The full amendment to Schedule R is available here.

No, this is not a requirement of Schedule R 3.5(c.1) as long as it is NLHS Service.

Under the model, patients commit to seek primary care from their physician and the physician commits to providing comprehensive continuous primary healthcare services across the life span of their patients, based on patient needs and responsive to documented needs of the geographic community they serve. (see section 3.3 of Schedule R). Section 3.5 further defines expectations and coordination with other members in the group.

Section 3.5 (c.1) outlines the Redistribution/Exemption available for After-Hours Expectations until August 31, 2025 for those physicians providing ongoing services to NL Health Services. Hospital and emergency room coverage are two examples of NLHS services that can exempt physicians from the after-hours requirement, in recognition of the importance of this specific service to the system. The exemption is intended to support physicians to continue to provide that service while transitioning to the new payment model for their community practice.

The after-hours requirement starts on the date the Blended Capitation Group is onboarded to the billing system.

FTE equivalency is only used to calculate the income floor for physicians without a 2-year billing history. For those physicians, the amount of FTE of comprehensive primary care that will be required to qualify for payment under this section will be determined according to the number of three-hour community medicine blocks provided per week, on average over a four-week period (i.e. 1.0 FTE = 27 hours of community-based primary care; 0.8 FTE = 21 hours of community-based care).

For physicians with a two-year billing history, the income floor will be established using two recent representative years per section 3.12 of Schedule R.  However, if you have recently, or soon plan to, reduce the size of your community-based practice, or otherwise expect a reduction in your billing income, please indicate that you do not accept the Income Floor on the form. You will be contacted by the Blended Capitation Advisor to develop a solution customized to your circumstances.

The Basket of Services and after-hours care may be provided in-person or virtually, as determined appropriate by the provider. CPSNL standards of practice apply regarding virtual care and the use of virtual care is regulated by the College.  As well, there is currently a 40 unit cap on the number of virtual visits that may be billed per day, per MCP billing rules.

The objective of the Performance Indicators is to encourage continuous improvement and/or maintenance of accessibility and high-quality care.
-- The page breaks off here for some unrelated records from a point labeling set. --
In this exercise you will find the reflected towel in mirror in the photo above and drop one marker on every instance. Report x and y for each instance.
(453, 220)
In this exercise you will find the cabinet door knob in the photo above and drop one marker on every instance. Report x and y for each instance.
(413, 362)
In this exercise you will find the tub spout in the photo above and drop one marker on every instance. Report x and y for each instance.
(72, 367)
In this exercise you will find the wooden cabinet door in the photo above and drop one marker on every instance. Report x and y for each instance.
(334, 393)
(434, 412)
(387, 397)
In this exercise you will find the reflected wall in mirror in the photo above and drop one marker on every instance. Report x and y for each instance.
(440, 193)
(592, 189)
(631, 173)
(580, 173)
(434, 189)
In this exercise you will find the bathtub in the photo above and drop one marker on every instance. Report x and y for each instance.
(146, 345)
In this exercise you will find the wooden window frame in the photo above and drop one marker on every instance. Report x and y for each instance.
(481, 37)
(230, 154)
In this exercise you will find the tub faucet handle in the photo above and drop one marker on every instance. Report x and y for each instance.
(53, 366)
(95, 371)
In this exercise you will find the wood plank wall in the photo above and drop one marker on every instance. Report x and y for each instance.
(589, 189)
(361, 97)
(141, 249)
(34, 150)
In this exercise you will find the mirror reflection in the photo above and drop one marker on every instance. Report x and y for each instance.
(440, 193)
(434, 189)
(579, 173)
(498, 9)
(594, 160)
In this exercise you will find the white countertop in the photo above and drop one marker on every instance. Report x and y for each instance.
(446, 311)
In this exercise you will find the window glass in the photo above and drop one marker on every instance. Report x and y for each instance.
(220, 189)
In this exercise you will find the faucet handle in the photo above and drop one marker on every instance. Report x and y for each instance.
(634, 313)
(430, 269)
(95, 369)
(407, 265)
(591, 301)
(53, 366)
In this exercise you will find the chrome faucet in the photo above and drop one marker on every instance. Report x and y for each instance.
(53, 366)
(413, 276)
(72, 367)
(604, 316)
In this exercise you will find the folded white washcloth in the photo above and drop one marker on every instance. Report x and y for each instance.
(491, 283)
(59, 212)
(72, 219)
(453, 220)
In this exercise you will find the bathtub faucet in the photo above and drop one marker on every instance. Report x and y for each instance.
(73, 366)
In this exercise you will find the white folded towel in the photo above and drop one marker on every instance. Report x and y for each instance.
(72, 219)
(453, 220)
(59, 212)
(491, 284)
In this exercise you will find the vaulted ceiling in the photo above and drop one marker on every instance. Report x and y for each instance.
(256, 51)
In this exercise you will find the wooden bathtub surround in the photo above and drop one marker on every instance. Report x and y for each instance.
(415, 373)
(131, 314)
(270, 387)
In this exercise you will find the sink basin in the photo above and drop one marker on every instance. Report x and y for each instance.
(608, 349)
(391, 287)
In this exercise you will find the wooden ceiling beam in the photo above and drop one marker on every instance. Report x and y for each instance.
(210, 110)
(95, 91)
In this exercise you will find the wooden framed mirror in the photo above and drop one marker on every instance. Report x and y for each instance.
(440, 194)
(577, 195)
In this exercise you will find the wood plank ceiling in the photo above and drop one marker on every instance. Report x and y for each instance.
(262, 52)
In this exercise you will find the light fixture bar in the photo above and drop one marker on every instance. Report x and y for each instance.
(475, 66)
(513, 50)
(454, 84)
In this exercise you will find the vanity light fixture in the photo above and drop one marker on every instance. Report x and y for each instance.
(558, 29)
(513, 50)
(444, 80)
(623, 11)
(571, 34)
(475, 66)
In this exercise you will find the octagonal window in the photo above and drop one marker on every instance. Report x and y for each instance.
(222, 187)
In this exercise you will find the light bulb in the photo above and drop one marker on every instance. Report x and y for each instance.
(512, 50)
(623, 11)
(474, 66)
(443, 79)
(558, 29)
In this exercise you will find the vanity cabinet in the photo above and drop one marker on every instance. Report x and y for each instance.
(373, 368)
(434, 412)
Capitation payments will not be withheld due to occasional or infrequent instances of unmet service expectations.

However, if the FPRC considers that a group or a physician is not maintaining accessibility or quality of care, consistent with the set expectations, the FPRC will engage the group or the physician in a process of information exchange and performance improvement.
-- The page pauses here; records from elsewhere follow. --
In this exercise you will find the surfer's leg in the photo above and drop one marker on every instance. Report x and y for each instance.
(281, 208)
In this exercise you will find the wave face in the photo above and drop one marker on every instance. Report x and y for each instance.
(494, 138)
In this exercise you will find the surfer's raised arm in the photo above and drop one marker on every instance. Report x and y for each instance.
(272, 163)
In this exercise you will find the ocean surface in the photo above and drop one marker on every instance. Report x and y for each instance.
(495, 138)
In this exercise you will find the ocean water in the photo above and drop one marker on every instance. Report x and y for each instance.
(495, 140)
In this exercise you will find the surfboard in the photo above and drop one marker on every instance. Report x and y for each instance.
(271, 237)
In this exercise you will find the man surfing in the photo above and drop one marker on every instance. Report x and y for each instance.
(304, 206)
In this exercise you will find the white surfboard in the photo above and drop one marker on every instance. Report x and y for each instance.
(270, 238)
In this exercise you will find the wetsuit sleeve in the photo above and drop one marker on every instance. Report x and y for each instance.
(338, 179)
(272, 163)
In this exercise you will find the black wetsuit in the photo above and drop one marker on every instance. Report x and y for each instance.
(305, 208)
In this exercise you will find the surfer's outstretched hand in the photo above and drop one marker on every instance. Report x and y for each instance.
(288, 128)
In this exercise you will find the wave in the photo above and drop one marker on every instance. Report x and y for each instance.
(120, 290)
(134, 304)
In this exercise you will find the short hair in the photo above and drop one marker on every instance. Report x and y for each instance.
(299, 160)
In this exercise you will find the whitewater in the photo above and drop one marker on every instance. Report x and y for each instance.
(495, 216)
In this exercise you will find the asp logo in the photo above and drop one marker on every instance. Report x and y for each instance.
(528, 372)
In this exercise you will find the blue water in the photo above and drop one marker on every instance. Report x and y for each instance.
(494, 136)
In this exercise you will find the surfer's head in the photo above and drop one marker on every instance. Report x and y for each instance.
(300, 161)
If following such engagement, the FPRC concludes that the necessary improvement has not been achieved, the FPRC may in its discretion terminate the group or an individual physician from participation in the Program. Please see the BCM Policy Guide.

Per section 3.5 (c) of Schedule R, the number of hours of after-hours clinics that each Group must provide per quarter (i.e., 13 week period) shall be 2.2 hours per 100 patients on the total practice roster (including the rosters of non-physician providers), provided that in any event, and regardless of roster size, there are a minimum of 3 after-hours clinic hours per week per Group. For a group that has one or more physicians exempt from after-hours requirements due to NLHS services they provide, the remaining non-exempt physician(s) “will provide after-hours service pursuant to the s. 3.5(c) formula but prorated to the number of patients who are attached to them” (per the fourth bullet in section 3.5 (c.1) of Schedule R).

 Example: In a BCG of four physicians where each physician has a roster of 1200 patients and physicians A and B are exempt from after-hours requirements, the non-exempt physicians C and D determine their after-hours requirement by this calculation:

2.2 hrs of after-hours per 100 patients of physician C and D’s total rosters (i.e., exclude the roster totals of the exempt physicians A and B).